"This will not do," he said. "We will fetch the sacks and lie outside. Tell the guard, Yanni, that when my watch comes I shall be asleep by the gate, so that they may wake me."
Other men had come to the same conclusion as Mitsos, and on their way to the gate they passed many stretched out still and sleeping on the dry, withered grass. The moon had long since risen, and the plain was flooded with white light. The fire near the gate had died down, and only now and then a breath of wind passing over the fluffy ashes made them glow again for a moment. A little farther they passed the goat-pen against the wall, and two or three goats looked up inquisitively as they walked by out of long, shallow eyes. The sentry was opposite the gate as they came up, and Mitsos showed him where he would be in a deep embrasure of the wall, where a projecting angle stood out, leaving a dark corner sheltered from the glare of the moonlight. They threw down the sacking here and arranged it lengthwise, making a bed broad enough for two. Mitsos had brought his thick peasant's cloak with him, and this formed an admirable pillow, for the night was too hot to need it as a covering. He kicked off his shoes and unbuttoned his shirt, so as to let the cool night air on to his skin, and as his pipe was not yet finished, he sat and talked to Yanni, who lay down.

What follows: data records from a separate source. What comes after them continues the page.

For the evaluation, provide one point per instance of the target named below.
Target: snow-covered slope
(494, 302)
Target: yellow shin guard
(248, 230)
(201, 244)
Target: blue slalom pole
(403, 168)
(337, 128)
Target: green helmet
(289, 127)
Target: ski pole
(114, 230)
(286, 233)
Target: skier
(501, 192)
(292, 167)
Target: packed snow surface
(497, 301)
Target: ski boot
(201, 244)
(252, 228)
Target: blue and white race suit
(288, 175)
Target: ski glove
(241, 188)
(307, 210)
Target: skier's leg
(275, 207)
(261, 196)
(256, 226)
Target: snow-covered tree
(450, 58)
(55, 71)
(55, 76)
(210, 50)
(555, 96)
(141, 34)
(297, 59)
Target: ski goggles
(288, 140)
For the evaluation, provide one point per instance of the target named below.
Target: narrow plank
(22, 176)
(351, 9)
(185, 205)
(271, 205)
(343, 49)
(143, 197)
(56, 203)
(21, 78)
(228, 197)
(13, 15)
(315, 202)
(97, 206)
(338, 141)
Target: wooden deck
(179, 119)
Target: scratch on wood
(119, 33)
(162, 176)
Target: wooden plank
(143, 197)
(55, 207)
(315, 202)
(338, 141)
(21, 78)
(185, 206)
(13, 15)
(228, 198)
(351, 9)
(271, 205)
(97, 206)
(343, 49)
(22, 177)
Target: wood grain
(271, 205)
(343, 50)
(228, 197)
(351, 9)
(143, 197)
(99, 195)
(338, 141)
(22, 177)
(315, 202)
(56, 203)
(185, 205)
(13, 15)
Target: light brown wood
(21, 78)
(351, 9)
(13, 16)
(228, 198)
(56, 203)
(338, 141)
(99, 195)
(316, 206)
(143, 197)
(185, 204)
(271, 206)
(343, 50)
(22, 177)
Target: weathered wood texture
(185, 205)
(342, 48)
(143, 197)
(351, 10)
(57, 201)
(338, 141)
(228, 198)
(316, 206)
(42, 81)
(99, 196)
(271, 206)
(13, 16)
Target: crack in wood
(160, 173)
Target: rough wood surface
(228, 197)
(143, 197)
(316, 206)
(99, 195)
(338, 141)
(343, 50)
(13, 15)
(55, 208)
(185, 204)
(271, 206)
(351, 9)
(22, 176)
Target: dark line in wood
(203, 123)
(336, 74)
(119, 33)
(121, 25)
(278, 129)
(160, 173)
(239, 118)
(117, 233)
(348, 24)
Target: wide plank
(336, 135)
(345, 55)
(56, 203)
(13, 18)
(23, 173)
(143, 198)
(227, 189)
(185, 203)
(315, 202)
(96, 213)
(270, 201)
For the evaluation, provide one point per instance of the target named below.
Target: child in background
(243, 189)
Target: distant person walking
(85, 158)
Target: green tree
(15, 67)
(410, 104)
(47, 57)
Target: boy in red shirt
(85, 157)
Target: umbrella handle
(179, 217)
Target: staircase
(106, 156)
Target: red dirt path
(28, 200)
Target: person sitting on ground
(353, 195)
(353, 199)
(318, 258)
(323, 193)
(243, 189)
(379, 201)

"But it is hot beyond endurance to-night," he said, "and you will see towards mid-day to-morrow, when there is no shelter for a fly, how fine a grilling-pan is this Larissa. The land is no place for a man to live; he should be on the sea year in and year out."

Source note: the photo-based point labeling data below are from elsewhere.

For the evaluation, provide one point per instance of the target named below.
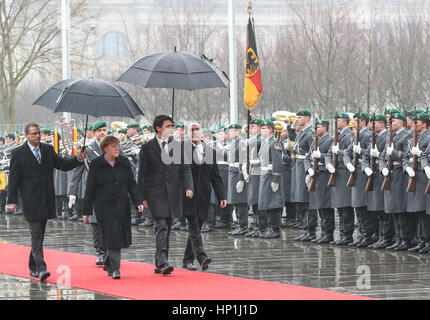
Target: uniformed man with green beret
(417, 201)
(237, 186)
(303, 144)
(341, 193)
(320, 198)
(358, 192)
(77, 185)
(375, 198)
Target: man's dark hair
(159, 121)
(30, 125)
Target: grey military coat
(271, 171)
(303, 144)
(320, 198)
(395, 199)
(358, 192)
(341, 194)
(375, 198)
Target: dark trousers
(242, 215)
(97, 238)
(327, 221)
(162, 234)
(113, 259)
(37, 230)
(346, 222)
(408, 225)
(194, 249)
(274, 217)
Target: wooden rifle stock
(332, 179)
(313, 184)
(386, 185)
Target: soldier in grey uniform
(253, 178)
(358, 192)
(378, 220)
(395, 199)
(416, 201)
(340, 193)
(79, 174)
(271, 197)
(237, 186)
(320, 198)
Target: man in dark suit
(162, 177)
(31, 174)
(205, 173)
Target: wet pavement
(379, 274)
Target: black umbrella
(175, 70)
(90, 96)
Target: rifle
(313, 184)
(369, 185)
(386, 185)
(332, 180)
(412, 181)
(351, 180)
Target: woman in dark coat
(110, 182)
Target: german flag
(253, 86)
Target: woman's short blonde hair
(107, 141)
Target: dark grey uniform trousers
(162, 234)
(37, 230)
(194, 247)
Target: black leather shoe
(417, 248)
(426, 249)
(189, 266)
(308, 237)
(381, 245)
(43, 275)
(299, 238)
(344, 241)
(325, 240)
(205, 264)
(364, 243)
(395, 245)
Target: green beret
(99, 124)
(268, 122)
(256, 121)
(391, 110)
(380, 117)
(179, 125)
(134, 125)
(399, 116)
(342, 115)
(423, 116)
(235, 126)
(304, 112)
(361, 115)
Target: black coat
(108, 190)
(204, 175)
(163, 185)
(34, 181)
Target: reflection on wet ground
(378, 274)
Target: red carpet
(138, 280)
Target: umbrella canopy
(175, 70)
(91, 97)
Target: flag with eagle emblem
(253, 86)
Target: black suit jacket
(204, 174)
(34, 181)
(161, 184)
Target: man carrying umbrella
(31, 174)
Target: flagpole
(232, 62)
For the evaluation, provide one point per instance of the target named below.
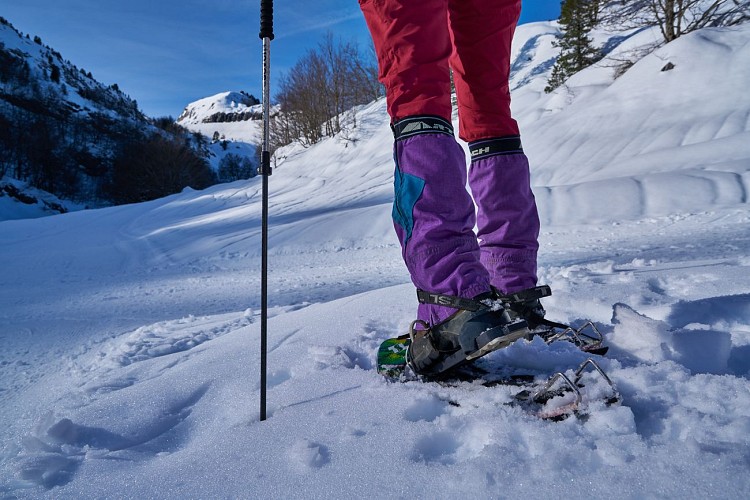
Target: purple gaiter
(434, 215)
(507, 218)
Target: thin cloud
(299, 26)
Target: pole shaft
(266, 33)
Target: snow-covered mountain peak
(225, 106)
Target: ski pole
(266, 34)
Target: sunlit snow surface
(130, 358)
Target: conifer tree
(577, 19)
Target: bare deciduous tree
(677, 17)
(320, 88)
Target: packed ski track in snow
(130, 360)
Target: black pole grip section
(266, 19)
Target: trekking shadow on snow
(729, 312)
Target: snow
(196, 117)
(130, 360)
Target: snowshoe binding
(479, 326)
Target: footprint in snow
(305, 455)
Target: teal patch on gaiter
(408, 188)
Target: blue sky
(168, 53)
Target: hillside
(63, 132)
(131, 352)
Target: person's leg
(433, 213)
(507, 219)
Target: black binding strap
(538, 292)
(497, 146)
(415, 125)
(447, 301)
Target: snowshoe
(478, 327)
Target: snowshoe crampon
(587, 337)
(564, 395)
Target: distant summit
(221, 108)
(231, 116)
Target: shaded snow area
(131, 337)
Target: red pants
(416, 41)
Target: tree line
(674, 18)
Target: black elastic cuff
(415, 125)
(486, 148)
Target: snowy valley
(130, 360)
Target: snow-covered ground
(130, 360)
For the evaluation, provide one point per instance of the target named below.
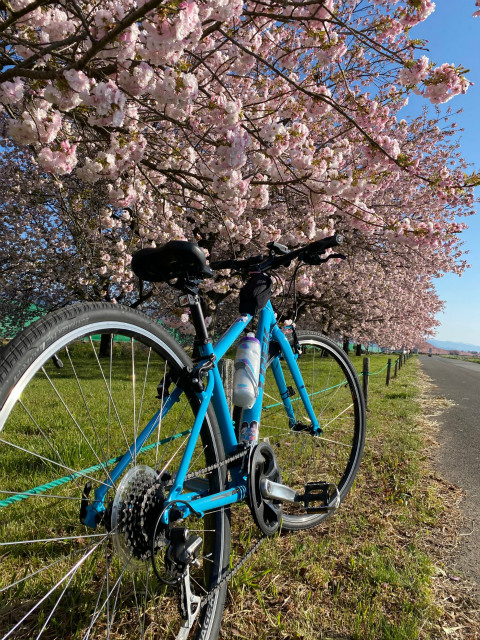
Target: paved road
(459, 456)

He beat out the ashes of his pipe.
"Yet it is good to be together again, Yanni," he said, lying down. "And now it is sleeping time. I wish the devil would fly away with sentry duty at night."
Three hours later the sentry came to wake Mitsos, and Yanni, who was not asleep, got up gently.
"I will take Mitsos's duty," he said. "Yes, I am Yanni Mavromichales, who came in to-night."
The man grunted sleepily and turned in, wondering whether, for any consideration in the world, he would take a night watch out of turn.